Changli didn’t flinch. “I was the first to see him in this life,” she said, her voice low and steady. “The first to fall. The first to understand the things he never said aloud. I will not hand that to fate. Nor to anyone else.”
Hiyuki’s smile softened, but her eyes remained sharp. “Very well. I can grant what you ask. But understand this — once you step across, the thread may not lead you where you expect. You may find versions of him that do not know you. Versions that belong to others. Versions that may never love you back.”
Changli’s golden eyes burned brighter, the temperature around her spiking as her resonance reacted. A faint wisp of steam curled from her shoulders into the night air.
“Then I will make them remember,” she said. “Or I will make them mine.”
Hiyuki let out a low whistle, clearly amused. “You really are something else,” she murmured. “Alright. I’ll open the path. But the wish will cost you.”
“I’ll pay it.”
Hiyuki nodded once. She raised her hands, and the fabric of reality began to shiver. Threads of light — thin, glowing strands of crimson and gold — wove themselves into existence between her fingers. They twisted and stretched like living things, forming a shifting doorway that pulsed with the rhythm of a living heartbeat.
“This will take you to the first thread,” Hiyuki said. “After that… you’re on your own.”
Changli stepped forward without hesitation. She paused only once, glancing back at the miko. “Thank you.”
Hiyuki smiled, small and knowing. “Don’t thank me yet. You might hate me before this is over.”
Changli didn’t reply. She stepped through the shimmering doorway.
The world fractured.
For a moment, there was nothing but blinding light and chaotic color — the sensation of being pulled apart at the molecular level. Then the light dimmed, and she found herself standing in a place that was both hauntingly familiar and fundamentally wrong.
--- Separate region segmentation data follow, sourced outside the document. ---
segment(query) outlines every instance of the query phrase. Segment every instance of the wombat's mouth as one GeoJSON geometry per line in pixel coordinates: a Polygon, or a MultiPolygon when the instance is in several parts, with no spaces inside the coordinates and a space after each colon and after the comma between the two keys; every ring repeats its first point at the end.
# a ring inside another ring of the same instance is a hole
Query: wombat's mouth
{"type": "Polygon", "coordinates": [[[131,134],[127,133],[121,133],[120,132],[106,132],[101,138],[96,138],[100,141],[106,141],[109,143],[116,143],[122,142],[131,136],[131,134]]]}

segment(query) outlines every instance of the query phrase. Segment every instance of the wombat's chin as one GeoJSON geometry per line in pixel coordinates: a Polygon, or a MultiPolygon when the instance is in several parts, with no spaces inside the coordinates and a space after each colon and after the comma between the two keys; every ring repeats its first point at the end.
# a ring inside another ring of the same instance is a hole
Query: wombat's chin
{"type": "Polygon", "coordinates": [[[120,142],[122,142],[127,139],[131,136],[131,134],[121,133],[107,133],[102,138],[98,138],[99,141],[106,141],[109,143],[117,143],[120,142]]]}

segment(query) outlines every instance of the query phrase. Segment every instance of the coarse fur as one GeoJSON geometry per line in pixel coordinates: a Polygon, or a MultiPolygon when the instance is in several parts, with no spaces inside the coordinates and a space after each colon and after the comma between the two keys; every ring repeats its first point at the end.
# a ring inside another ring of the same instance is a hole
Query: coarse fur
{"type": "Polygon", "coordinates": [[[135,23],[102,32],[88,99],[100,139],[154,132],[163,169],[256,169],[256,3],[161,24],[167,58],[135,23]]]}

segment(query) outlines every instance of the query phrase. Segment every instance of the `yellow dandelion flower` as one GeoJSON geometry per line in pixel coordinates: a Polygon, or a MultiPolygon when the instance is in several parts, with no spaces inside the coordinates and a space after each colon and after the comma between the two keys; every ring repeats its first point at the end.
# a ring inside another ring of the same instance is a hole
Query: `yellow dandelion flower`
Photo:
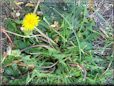
{"type": "Polygon", "coordinates": [[[23,31],[33,31],[34,28],[38,25],[39,21],[39,16],[37,16],[35,13],[28,13],[25,15],[22,22],[22,26],[24,27],[23,31]]]}

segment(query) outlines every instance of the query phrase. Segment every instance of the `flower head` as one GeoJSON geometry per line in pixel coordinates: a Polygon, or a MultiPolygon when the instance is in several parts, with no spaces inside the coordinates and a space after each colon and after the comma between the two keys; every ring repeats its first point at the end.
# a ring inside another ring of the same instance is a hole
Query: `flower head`
{"type": "Polygon", "coordinates": [[[38,25],[39,21],[39,16],[37,16],[35,13],[28,13],[25,15],[22,22],[22,26],[24,27],[23,31],[33,31],[34,28],[38,25]]]}

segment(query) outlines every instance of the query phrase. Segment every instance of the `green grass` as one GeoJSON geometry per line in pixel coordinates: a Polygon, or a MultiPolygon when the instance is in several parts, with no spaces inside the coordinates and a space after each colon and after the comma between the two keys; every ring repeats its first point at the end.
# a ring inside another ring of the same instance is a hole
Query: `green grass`
{"type": "MultiPolygon", "coordinates": [[[[56,44],[44,41],[46,39],[37,36],[37,31],[32,36],[25,36],[19,30],[22,19],[8,18],[6,32],[14,47],[2,60],[3,84],[105,84],[108,78],[112,78],[113,55],[94,54],[93,42],[101,32],[96,30],[94,19],[89,17],[86,4],[69,3],[67,11],[45,4],[40,6],[41,10],[51,10],[54,15],[45,13],[37,28],[52,41],[58,38],[56,44]],[[53,20],[59,23],[59,30],[50,27],[53,20]]],[[[105,46],[101,50],[113,43],[110,34],[107,34],[109,38],[104,40],[105,46]]]]}

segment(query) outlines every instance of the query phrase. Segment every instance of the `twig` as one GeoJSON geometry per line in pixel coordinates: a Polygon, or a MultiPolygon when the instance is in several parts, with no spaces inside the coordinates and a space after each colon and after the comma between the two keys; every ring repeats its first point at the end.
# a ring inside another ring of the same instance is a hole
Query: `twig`
{"type": "Polygon", "coordinates": [[[25,50],[27,50],[27,49],[33,48],[33,47],[44,47],[44,48],[46,48],[46,49],[51,48],[51,47],[48,46],[48,45],[39,44],[39,45],[32,45],[32,46],[30,46],[30,47],[24,48],[24,49],[21,50],[21,52],[23,52],[23,51],[25,51],[25,50]]]}
{"type": "Polygon", "coordinates": [[[41,2],[41,0],[38,0],[38,2],[37,2],[37,4],[36,4],[36,7],[34,8],[33,13],[36,13],[36,11],[37,11],[37,9],[38,9],[38,6],[39,6],[40,2],[41,2]]]}
{"type": "Polygon", "coordinates": [[[5,31],[6,31],[7,33],[12,34],[12,35],[19,36],[19,37],[23,37],[23,38],[30,38],[30,37],[40,36],[40,35],[24,36],[24,35],[20,35],[20,34],[17,34],[17,33],[14,33],[14,32],[11,32],[11,31],[8,31],[8,30],[5,30],[5,31]]]}
{"type": "Polygon", "coordinates": [[[80,64],[70,64],[70,66],[72,66],[72,67],[78,67],[84,74],[84,77],[83,77],[83,81],[85,81],[86,80],[86,75],[87,75],[87,71],[86,71],[86,69],[82,66],[82,65],[80,65],[80,64]]]}
{"type": "Polygon", "coordinates": [[[48,41],[50,41],[51,43],[57,45],[51,38],[49,38],[48,36],[46,36],[40,29],[36,28],[35,29],[43,36],[45,37],[48,41]]]}

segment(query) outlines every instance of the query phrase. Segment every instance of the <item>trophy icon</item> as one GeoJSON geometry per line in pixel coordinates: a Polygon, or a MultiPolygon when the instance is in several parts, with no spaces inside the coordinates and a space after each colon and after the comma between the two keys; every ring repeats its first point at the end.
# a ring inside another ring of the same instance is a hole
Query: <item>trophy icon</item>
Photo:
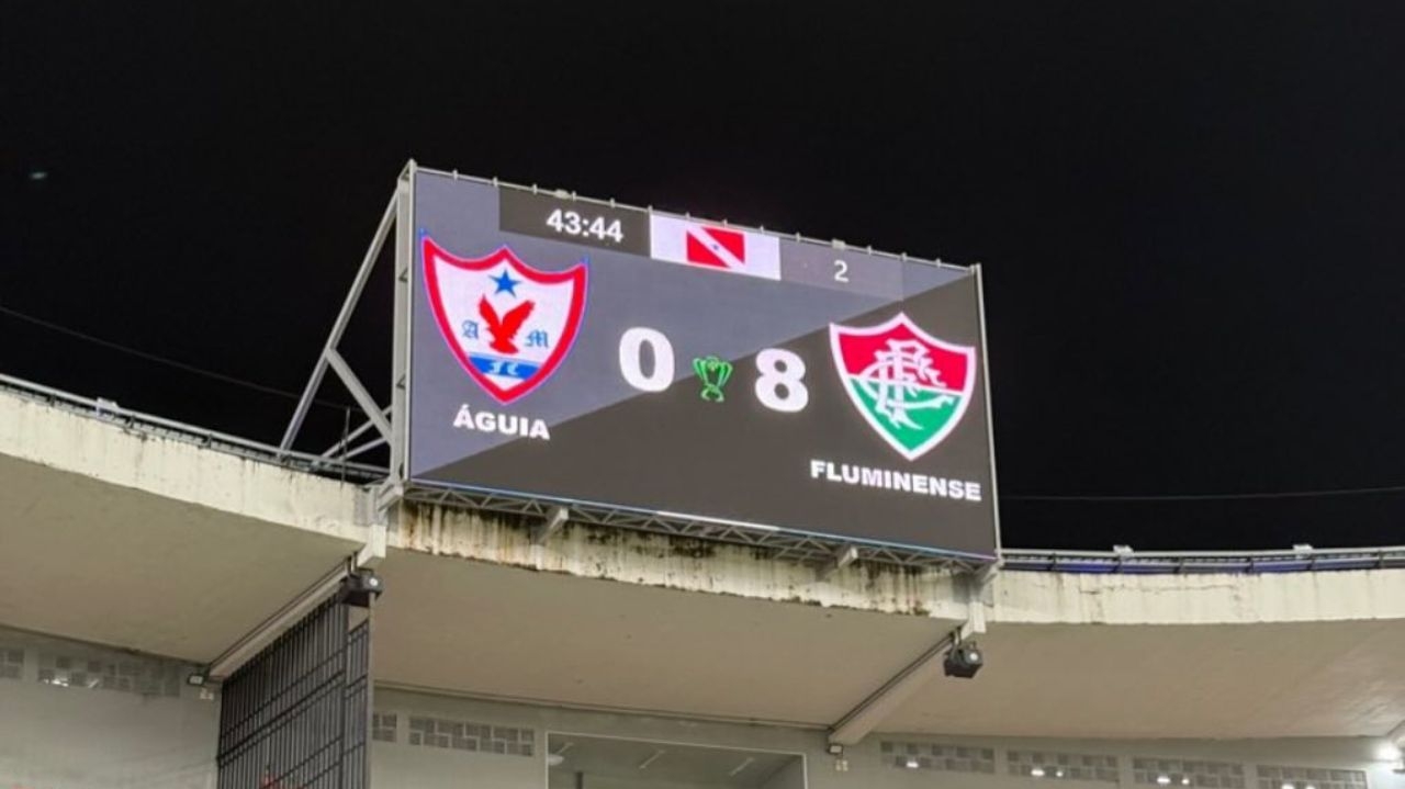
{"type": "Polygon", "coordinates": [[[732,378],[732,362],[717,355],[698,357],[693,359],[693,372],[698,373],[698,380],[702,382],[704,400],[721,403],[726,399],[722,396],[722,387],[732,378]]]}

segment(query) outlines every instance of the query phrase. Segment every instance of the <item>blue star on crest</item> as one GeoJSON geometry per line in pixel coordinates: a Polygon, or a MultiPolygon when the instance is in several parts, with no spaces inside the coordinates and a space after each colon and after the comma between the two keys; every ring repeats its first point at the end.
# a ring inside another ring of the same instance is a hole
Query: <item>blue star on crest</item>
{"type": "Polygon", "coordinates": [[[513,279],[513,275],[509,274],[506,268],[503,270],[502,274],[499,274],[497,277],[489,277],[489,279],[497,284],[497,289],[493,291],[495,296],[503,292],[516,296],[517,295],[516,288],[518,284],[521,284],[521,279],[513,279]]]}

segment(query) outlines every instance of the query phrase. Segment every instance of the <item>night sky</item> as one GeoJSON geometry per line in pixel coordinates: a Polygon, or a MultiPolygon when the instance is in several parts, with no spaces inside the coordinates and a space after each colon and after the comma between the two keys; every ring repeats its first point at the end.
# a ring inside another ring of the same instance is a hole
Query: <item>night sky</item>
{"type": "Polygon", "coordinates": [[[277,442],[413,157],[984,264],[1006,545],[1405,543],[1405,6],[334,8],[6,6],[0,372],[277,442]]]}

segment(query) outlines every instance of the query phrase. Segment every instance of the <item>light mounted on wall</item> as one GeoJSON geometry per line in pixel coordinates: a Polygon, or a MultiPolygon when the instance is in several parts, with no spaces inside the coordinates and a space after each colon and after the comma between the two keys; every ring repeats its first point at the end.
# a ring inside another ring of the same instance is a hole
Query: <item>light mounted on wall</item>
{"type": "Polygon", "coordinates": [[[962,679],[975,677],[982,665],[985,665],[985,653],[981,651],[981,647],[975,642],[953,644],[951,651],[941,661],[941,668],[947,672],[947,677],[960,677],[962,679]]]}

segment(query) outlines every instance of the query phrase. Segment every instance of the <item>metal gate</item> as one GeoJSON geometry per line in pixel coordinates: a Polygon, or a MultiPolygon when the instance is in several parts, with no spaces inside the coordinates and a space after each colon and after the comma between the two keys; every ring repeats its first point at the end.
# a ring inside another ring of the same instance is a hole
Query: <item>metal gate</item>
{"type": "Polygon", "coordinates": [[[367,789],[370,608],[339,594],[236,671],[219,708],[219,789],[367,789]]]}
The air smelled completely different . It was much sharper and colder. The sky was the wrong shade of violet. The distant mountains stood where they shouldn’t.
But none of that mattered.
Because standing a short distance away, with his back turned to her, was him.
The Rover.
Her heart tightened painfully in her chest. He looked exactly the same. The same broad shoulders, the same steady posture, the same unmistakable presence.
But when he slowly turned around at the sound of her footsteps, the world died.
His eyes held no recognition. No spark of shared history. No memory of Jinzhou. He looked at her with the polite, distant curiosity one reserves for a stranger.
Changli felt something cold and hollow settle in her stomach, even as the fire in her chest roared hotter than it ever had before.
This was only the first world.
There would be others.
And she would search every single one, through every fractured possibility and every timeline, until she found the version of him that was truly hers.
Because she had been the first.
And she would not be the last to let go.